U.S. divorce rates peaked in 1979, when the crude divorce rate (divorces per 1,000 persons) reached 5.7 and the refined rate (divorces per 1,000 married women age 15 or older) reached 22. Using these rates as their baseline, demographers throughout the 1980s and into the 1990s frequently projected that “more than half” of all recent marriages are destined to end in divorce.

Meanwhile, however, divorce rates have declined. From 1979 to 1997, the crude divorce rate fell by about 25 percent; the refined rate declined by about 10 percent. Today, it’s probably accurate to say that more than 40 percent, but less than half, of all recent marriages are likely to end in divorce.

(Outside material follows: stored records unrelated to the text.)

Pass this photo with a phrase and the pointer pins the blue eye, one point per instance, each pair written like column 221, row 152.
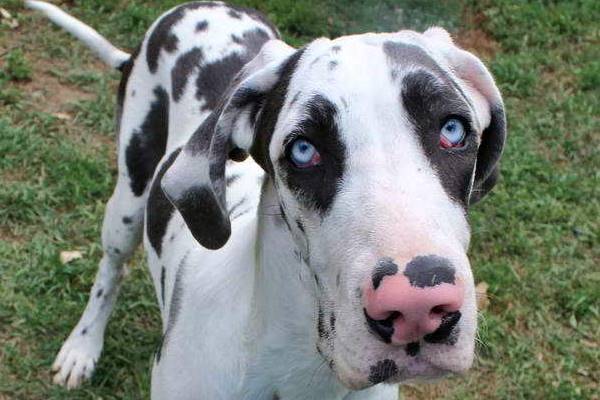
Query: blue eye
column 452, row 134
column 303, row 154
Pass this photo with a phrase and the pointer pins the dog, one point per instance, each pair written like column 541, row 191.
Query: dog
column 304, row 211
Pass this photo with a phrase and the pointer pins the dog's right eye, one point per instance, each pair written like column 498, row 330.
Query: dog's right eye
column 303, row 154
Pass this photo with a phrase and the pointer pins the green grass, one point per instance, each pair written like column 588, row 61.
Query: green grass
column 535, row 238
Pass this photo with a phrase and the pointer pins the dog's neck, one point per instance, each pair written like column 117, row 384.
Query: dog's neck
column 285, row 308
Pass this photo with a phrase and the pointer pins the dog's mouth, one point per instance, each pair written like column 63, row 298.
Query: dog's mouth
column 416, row 369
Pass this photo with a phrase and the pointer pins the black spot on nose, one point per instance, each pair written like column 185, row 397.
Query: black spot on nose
column 412, row 349
column 428, row 271
column 382, row 371
column 384, row 329
column 447, row 333
column 385, row 266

But even that estimate is potentially misleading, since it includes all marriages, not just first marriages. And since second and third marriages are more divorce-prone than first marriages, the 40-something estimate exaggerates the likelihood that a first-time marriage will end in divorce. If you are a young person getting married today, what is the statistical likelihood that your marriage will last for life? Let’s call it 60 percent, maybe higher. Put differently, your and your friends’ first marriages in 2000 are significantly more likely - perhaps as much as 20 percent more likely - to last for life than was the case when your parents and their friends got married in the 1970s. This is good news! 

Why does the “more than half” estimate continue to prosper? Partly because all widely embraced statistics develop their own independent momentum. Partly because bad news usually gets more media attention than good news. Partly because there is still a great deal of divorce in our society. (The U.S. still has the world’s highest divorce rate.) But mostly, I suspect, because today’s aging baby boomers, who divorce so frequently themselves, find it hard to accept the fact that younger people are behaving differently, and better.  

But they are. A continually escalating divorce rate, it turns out, is not a permanent and inevitable fact of modern life, immune from social learning and human agency. Change for the better is not only possible; it has already begun to happen. Here’s the proposition, made up of one part evidence and one part hope: In a few years, we will understand a divorce rate of “more than half” not as a description of current reality, but as something that happened in the old days, when the sexual revolution was young and when today’s pot-bellied commentators, editors, and divorce lawyers were wearing bellbottoms and going to discos.

Sources: Joshua R. Goldstein, “The Leveling of Divorce in the United States,” Demography 36, no. 3 (August 1999): 409-414. Tim B. Heaton, “Factors Contributing to Increasing Marital Stability in the United States,” unpublished paper (Provo, UT: Center for Studies of the Family, Brigham Young University, December 1999). Sally Cunningham Clarke and Barbara Foley Wilson, “The Relative Stability of Marriages,” Family Relations 43 (July 1994): 305-310. Arthur J. Norton and Louisa F. Miller, “Marriage, Divorce, and Remarriage in the 1990s,” U.S. Bureau of the Census, Current Population Reports, P 23-180 (Washington, D.C.: U.S. Government Printing Office, October 1992). David Popenoe and Barbara Dafoe Whitehead, The State of Our Unions: 2000 (New Brunswick, NJ: National Marriage Project, Rutgers University, June 2000), 27.